Clemens Riegler, Julian Mutter, Hakan Kayal (Università di Würzburg, Germania)

Un ritorno alle pale rotanti per esplorare altri mondi

Nell’immaginario collettivo, l’atterraggio su un altro pianeta avviene tramite spettacolari razzi che rallentano la discesa, come accade nelle missioni della NASA su Marte. Ma cosa succederebbe se si potesse atterrare senza usare carburante, come fanno gli elicotteri in caso di emergenza? Questa è la domanda che si sono posti tre ricercatori tedeschi, proponendo una tecnologia sorprendentemente “leggera”: l’autorotazione.

Atterrare senza carburante

L’autorotazione è un principio ben noto nell’aeronautica: quando un elicottero perde potenza, le pale continuano a girare spinte dall’aria in risalita, permettendo un atterraggio controllato. Lo studio propone di adattare questo meccanismo per veicoli spaziali, dotandoli di pale pieghevoli o gonfiabili che si aprono durante la discesa, sfruttando l’atmosfera del pianeta per rallentare e manovrare.

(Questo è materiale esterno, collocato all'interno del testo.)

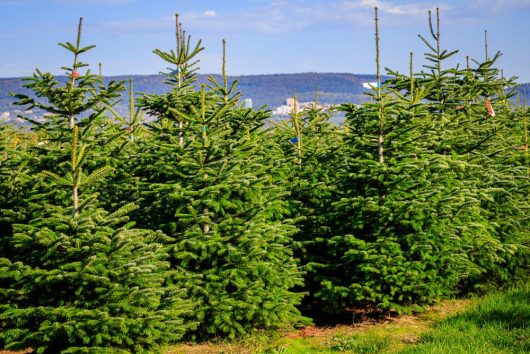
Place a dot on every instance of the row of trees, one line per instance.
(120, 234)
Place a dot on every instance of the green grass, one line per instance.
(496, 323)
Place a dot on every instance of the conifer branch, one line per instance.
(380, 136)
(225, 78)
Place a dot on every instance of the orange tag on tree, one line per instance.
(491, 112)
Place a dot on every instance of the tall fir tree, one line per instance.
(205, 183)
(77, 279)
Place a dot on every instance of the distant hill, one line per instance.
(268, 90)
(264, 90)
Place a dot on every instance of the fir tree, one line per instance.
(206, 185)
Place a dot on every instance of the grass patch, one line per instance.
(497, 323)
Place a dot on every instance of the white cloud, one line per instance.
(210, 13)
(287, 16)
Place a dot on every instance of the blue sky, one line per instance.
(264, 36)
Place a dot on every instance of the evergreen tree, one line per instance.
(206, 184)
(77, 278)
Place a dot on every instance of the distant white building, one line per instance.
(292, 104)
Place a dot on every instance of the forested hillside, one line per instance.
(122, 235)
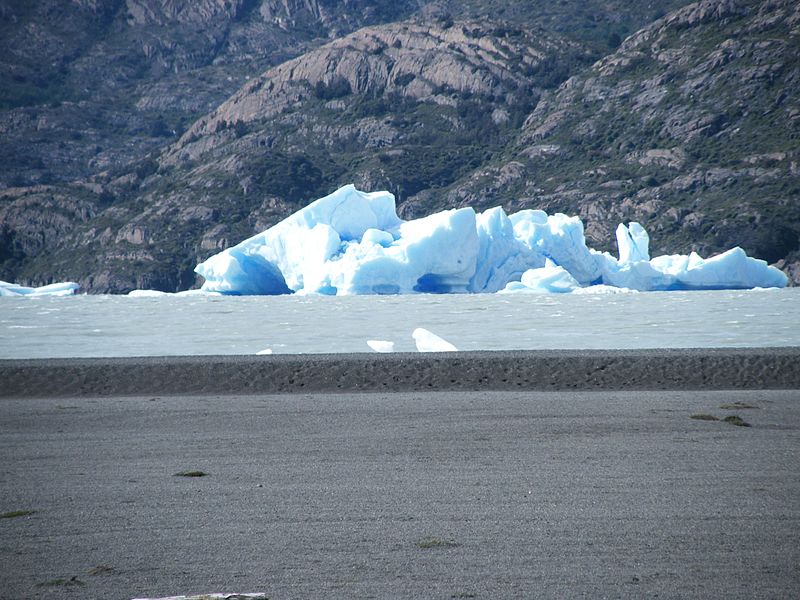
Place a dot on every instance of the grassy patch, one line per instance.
(436, 543)
(191, 474)
(17, 513)
(704, 417)
(736, 420)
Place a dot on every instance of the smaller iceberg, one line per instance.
(66, 288)
(427, 341)
(550, 279)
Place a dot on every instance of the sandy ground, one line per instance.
(603, 494)
(702, 369)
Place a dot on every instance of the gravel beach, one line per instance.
(682, 485)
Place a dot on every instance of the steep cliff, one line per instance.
(140, 136)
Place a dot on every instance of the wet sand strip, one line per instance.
(663, 369)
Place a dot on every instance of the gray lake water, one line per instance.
(94, 326)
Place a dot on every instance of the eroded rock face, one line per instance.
(410, 60)
(689, 127)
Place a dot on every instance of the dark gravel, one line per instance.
(612, 494)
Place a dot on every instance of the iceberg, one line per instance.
(550, 279)
(65, 288)
(352, 242)
(427, 341)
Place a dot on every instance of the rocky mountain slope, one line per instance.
(135, 161)
(692, 127)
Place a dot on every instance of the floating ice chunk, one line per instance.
(378, 237)
(730, 270)
(550, 279)
(352, 242)
(381, 345)
(146, 294)
(501, 256)
(278, 260)
(559, 238)
(430, 342)
(601, 288)
(66, 288)
(633, 243)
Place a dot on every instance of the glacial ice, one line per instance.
(427, 341)
(353, 242)
(65, 288)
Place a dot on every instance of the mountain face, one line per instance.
(140, 136)
(691, 127)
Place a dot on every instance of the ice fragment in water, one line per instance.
(430, 342)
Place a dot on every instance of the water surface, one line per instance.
(96, 326)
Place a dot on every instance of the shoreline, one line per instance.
(545, 370)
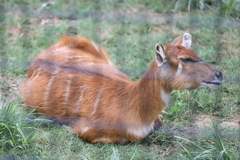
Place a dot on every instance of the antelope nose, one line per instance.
(218, 75)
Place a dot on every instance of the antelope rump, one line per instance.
(74, 82)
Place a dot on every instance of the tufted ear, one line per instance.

Il confronto: autorotazione vs propulsione

Utilizzando simulazioni fisiche dettagliate, gli autori hanno confrontato l’efficienza dei due sistemi in ambienti diversi: Terra, Marte, Titano (luna di Saturno) e Venere. Il modello considera una sonda di 1000 kg, con condizioni realistiche per gravità e atmosfera. Ecco cosa è emerso:

  • Sulla Terra e su Venere, l’autorotazione ha battuto la propulsione: ha raggiunto distanze fino a 2 km senza usare carburante, mentre i razzi esaurivano il propellente ben prima del traguardo.
  • Su Marte, l’atmosfera troppo rarefatta penalizza l’autorotazione, che non riesce a rallentare abbastanza. Qui i razzi restano la soluzione migliore.
  • Su Titano, entrambi i sistemi funzionano bene, ma l’autorotazione potrebbe offrire maggiore autonomia partendo da quote più elevate.

Una questione di atmosfera

Il vantaggio principale dell’autorotazione è il risparmio di massa: niente serbatoi, niente propellente, più spazio per strumenti scientifici. Ma funziona solo se c’è abbastanza atmosfera da “spingere” le pale. Per questo, l’idea è particolarmente promettente su pianeti con aria densa, come Venere e Titano.

Prospettive future: più scienza, meno carburante

I ricercatori vedono nell’autorotazione una via da esplorare per le future missioni, in particolare quelle scientifiche che non richiedono grandi carichi. Tra le sfide da affrontare: sviluppare rotori adattabili a diversi ambienti, migliorare i sistemi di controllo e testare l’apertura automatica delle pale in condizioni estreme.

Uno degli obiettivi futuri è aumentare l’altitudine di partenza: se oggi le simulazioni si fermano a 1 km dal suolo, in futuro si potrebbe estendere la discesa a decine di chilometri, moltiplicando la distanza coperta senza carburante.